The sub supplied that statutory declaration. It was false; the sub had not paid the subsub in full. There was a dispute as to the exact quantum that was owed, but there was no doubt that money was owed.

The subsub commenced an action against the sub, the subs’s principal, the general, and the general’s president.

Against Sub 

The judge held that the subsub’s state of accounts was accurate. He discounted the sub’s block count number. The sub had used cheques for blocks delivered to projects other than the project in issue. He held that the sub owed the subsub $47,000, not the $20,000 that the sub admittedly owed.

Against Sub’s Principal 

The principal knew or ought to have known that his statutory declaration was not true and therefore was personally liable under the trust fund provisions of the Construction Lien Act. Based on recent decisions, we suggest that the principal’s liability would survive any subsequent bankruptcy. Given the history of the project, the execution of the statutory declaration was fraudulent.

Against General 

The general argued that its representations of payment were no more than oral guarantees of the sub’s obligations and, since they were not in writing, were not enforceable due to the provisions of the Statute of Frauds. The judge disagreed. He held that the statements of the general were akin to a separate contract by which the subsub agreed that it would not walk off the job and the general agreed to pay the subsub. It was not a guarantee; it was a direct obligation to pay. Accordingly, the general was liable to pay the full amount that was due to the subsub.

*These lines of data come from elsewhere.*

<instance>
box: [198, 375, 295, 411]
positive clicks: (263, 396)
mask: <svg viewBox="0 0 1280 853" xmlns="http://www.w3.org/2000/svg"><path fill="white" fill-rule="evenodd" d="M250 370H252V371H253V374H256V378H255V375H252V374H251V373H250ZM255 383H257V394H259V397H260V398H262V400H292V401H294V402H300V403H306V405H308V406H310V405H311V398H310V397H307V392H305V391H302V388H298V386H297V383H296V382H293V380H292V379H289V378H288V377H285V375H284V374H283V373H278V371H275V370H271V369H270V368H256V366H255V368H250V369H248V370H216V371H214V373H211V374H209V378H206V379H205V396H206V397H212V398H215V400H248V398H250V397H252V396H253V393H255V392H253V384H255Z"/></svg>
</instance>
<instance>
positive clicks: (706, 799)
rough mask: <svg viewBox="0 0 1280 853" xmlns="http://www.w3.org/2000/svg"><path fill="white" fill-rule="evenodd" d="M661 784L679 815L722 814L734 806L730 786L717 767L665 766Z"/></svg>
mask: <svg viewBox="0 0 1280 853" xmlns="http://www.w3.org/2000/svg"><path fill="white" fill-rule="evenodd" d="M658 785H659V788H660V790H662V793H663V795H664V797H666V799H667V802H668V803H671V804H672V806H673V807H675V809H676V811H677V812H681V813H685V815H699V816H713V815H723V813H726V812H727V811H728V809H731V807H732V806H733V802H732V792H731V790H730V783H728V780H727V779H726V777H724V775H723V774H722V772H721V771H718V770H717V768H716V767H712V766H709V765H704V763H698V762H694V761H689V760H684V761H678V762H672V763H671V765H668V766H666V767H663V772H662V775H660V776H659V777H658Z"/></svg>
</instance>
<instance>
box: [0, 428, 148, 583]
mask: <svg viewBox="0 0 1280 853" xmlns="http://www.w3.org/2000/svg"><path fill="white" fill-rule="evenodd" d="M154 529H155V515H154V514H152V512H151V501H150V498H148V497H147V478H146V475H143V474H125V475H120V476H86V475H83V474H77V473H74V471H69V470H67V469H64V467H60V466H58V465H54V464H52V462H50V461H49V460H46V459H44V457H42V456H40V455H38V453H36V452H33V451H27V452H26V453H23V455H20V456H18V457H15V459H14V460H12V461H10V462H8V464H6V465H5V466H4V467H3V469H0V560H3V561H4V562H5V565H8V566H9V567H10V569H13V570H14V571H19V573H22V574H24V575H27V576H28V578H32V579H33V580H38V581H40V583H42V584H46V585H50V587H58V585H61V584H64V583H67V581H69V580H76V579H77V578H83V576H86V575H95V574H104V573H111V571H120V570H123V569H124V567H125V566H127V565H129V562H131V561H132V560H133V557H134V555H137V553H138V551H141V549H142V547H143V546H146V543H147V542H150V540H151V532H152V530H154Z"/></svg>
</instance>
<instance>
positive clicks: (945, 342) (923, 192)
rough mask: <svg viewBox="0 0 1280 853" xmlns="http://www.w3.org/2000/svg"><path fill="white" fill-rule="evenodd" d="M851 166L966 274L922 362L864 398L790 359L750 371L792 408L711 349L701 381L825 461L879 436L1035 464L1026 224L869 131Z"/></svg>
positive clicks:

Against General’s President 

The judge never specifically ruled whether the general’s president was or was not liable to the subsub. Perhaps he thought that it was unnecessary to give reasons to dismiss the action against the president. The president would not have been liable because the president was always acting in his capacity as president of the general. There was no contract that was formed with him personally, just a contract with the general.

Crossclaim 

The judge allowed the general’s crossclaim against the sub. He held that although the general agreed to pay the subsub, this did not mean that the sub suddenly was absolved of its obligation to pay its own subsub.

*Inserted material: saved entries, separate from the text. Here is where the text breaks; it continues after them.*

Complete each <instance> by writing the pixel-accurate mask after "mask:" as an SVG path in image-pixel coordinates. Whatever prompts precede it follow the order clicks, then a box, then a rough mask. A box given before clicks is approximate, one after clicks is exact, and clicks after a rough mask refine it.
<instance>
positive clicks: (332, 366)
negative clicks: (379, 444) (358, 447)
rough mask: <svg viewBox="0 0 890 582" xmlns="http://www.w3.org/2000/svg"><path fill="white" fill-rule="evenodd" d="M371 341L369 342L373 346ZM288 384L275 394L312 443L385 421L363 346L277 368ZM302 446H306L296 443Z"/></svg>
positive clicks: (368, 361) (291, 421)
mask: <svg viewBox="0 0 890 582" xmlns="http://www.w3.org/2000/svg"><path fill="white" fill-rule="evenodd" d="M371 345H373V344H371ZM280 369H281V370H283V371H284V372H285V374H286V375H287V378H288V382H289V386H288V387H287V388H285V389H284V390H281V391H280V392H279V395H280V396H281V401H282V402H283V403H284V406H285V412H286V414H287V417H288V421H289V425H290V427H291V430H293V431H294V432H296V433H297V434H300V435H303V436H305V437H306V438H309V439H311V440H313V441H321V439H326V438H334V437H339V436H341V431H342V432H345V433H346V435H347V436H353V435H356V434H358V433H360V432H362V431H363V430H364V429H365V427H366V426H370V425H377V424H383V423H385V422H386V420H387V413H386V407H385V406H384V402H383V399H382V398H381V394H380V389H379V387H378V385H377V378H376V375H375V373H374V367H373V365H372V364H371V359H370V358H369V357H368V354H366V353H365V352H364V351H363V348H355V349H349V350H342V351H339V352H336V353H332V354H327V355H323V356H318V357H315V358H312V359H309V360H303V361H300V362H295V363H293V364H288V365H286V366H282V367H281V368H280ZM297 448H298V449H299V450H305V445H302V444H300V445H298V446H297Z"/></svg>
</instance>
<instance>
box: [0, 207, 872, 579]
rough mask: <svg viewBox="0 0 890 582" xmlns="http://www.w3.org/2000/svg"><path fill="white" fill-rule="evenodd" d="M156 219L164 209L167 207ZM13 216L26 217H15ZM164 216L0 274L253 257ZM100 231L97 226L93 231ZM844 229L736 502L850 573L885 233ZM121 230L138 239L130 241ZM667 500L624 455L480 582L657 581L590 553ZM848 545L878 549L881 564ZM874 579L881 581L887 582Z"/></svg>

The general had also claimed against the sub’s principal on the basis that the principal had delivered the false statutory declaration. For whatever reason, in its pleadings the general had not claimed that the effect of the false declaration was a fraudulent or negligent representation and, therefore, had not adequately set out its cause of action. Accordingly, the judge refused to grant judgment against the principal. We suggest that this aspect of the decision was unduly technical and that the judge ought to have allowed the general leave to amend its pleadings. Certainly, the principal was not taken by surprise. 

Context 

The facts were not as bad as they seem to be. The sub’s solicitor had retained $39,000 of the original $100,000. It was almost enough to cover the full judgment and it was a reasonable holdback considering that the sub had disputed $27,000 of the amount ultimately found to be due. The fact that the sub had not immediately paid the subsub the $20,000 that it admittedly owed was objectionable; the sub was using that money as a bargaining chip.